Through it all the theatre remained Worcester’s principal place of entertainment, but its popularity declined after the Second World War with the rise of cinema and television. In its hey-day all the famous variety performers and actors appeared at the Theatre Royal, as did the annual pantomime and occasional touring opera companies.

But as audiences declined, the venue went downmarket in an effort to keep the punters coming in. Productions titled We’ve Got Nothing On Tonight, Sea Scanties, Too Hot For Paris and The Jane Show (named after the Daily Mirror’s popular pin-up character) were hardly for Aunt Maud or the kids.

As a teenage reporter, Mike Grundy, Worcester’s legendary journalist, had the job of covering (no pun intended) some of these shows in the 1950s and was distinctly unimpressed. He wrote: “The highlight of these so called ‘daring extravaganzas’ was when the heavy velvet curtains went up to reveal what to me seemed rows of geriatric women. They were topless behind a partition up to their waists and in statuesque poses, not allowed by law to move a muscle – or anything else. I found these shows devastatingly boring.”

Some family favourites did continue and I just about remember when a very young lad being taken to a performance by the Billy Cotton Band Show (a Sunday radio legend at the time), which ended with the performers throwing cotton wool snowballs at the audience.

But audiences in general were in decline and the curtain finally came down for the last time on Saturday, May 28, 1955. Even in the Theatre Royal’s last week its much respected resident rep company the Frank Fortescue Players put on two “adults only” plays, Forbidden Fruit and Should A Wife Tell.
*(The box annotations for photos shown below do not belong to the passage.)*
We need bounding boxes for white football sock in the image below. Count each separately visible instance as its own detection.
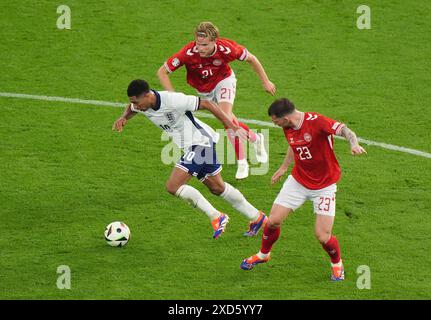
[175,184,220,221]
[220,182,259,221]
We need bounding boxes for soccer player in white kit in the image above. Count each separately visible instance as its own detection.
[113,79,267,239]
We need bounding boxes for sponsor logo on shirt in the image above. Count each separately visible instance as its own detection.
[213,59,222,67]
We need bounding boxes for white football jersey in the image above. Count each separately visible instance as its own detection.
[131,90,219,152]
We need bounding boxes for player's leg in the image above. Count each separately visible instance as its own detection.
[241,176,307,270]
[166,167,220,221]
[202,172,267,236]
[240,203,293,270]
[218,74,268,165]
[312,185,344,281]
[218,101,249,180]
[166,151,228,239]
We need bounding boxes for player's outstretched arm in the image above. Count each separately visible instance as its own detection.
[157,65,175,92]
[199,99,248,140]
[112,103,136,132]
[271,146,295,184]
[246,53,277,95]
[339,126,367,155]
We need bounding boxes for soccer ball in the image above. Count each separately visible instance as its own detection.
[105,221,130,247]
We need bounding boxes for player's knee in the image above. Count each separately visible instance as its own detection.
[165,181,178,196]
[209,184,225,196]
[266,216,283,229]
[315,230,331,244]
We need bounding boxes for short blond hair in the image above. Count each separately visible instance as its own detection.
[195,21,220,41]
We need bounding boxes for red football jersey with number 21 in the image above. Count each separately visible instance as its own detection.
[165,38,248,93]
[283,112,344,190]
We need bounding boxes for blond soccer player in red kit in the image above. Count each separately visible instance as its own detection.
[241,98,366,281]
[157,22,276,179]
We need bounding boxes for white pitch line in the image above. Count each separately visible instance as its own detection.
[0,92,431,158]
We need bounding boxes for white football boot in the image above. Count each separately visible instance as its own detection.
[235,159,249,180]
[253,133,268,163]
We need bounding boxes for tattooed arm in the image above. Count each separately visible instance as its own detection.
[338,126,367,155]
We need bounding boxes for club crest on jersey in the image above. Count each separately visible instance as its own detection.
[172,58,180,67]
[165,112,175,123]
[213,59,221,67]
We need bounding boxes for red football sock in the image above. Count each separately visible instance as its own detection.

At the end, the audience linked hands and sang Auld Lang Syne.

Today such a vintage building would be retained and reused, but back then things were different. The old theatre was demolished and a car showroom built on the site. Then the premises became a discount food market and later a supermarket.

Now it will not become a “super pub”, although somehow I think the ghosts of the Billy Cotton Band Show might have approved of that plan.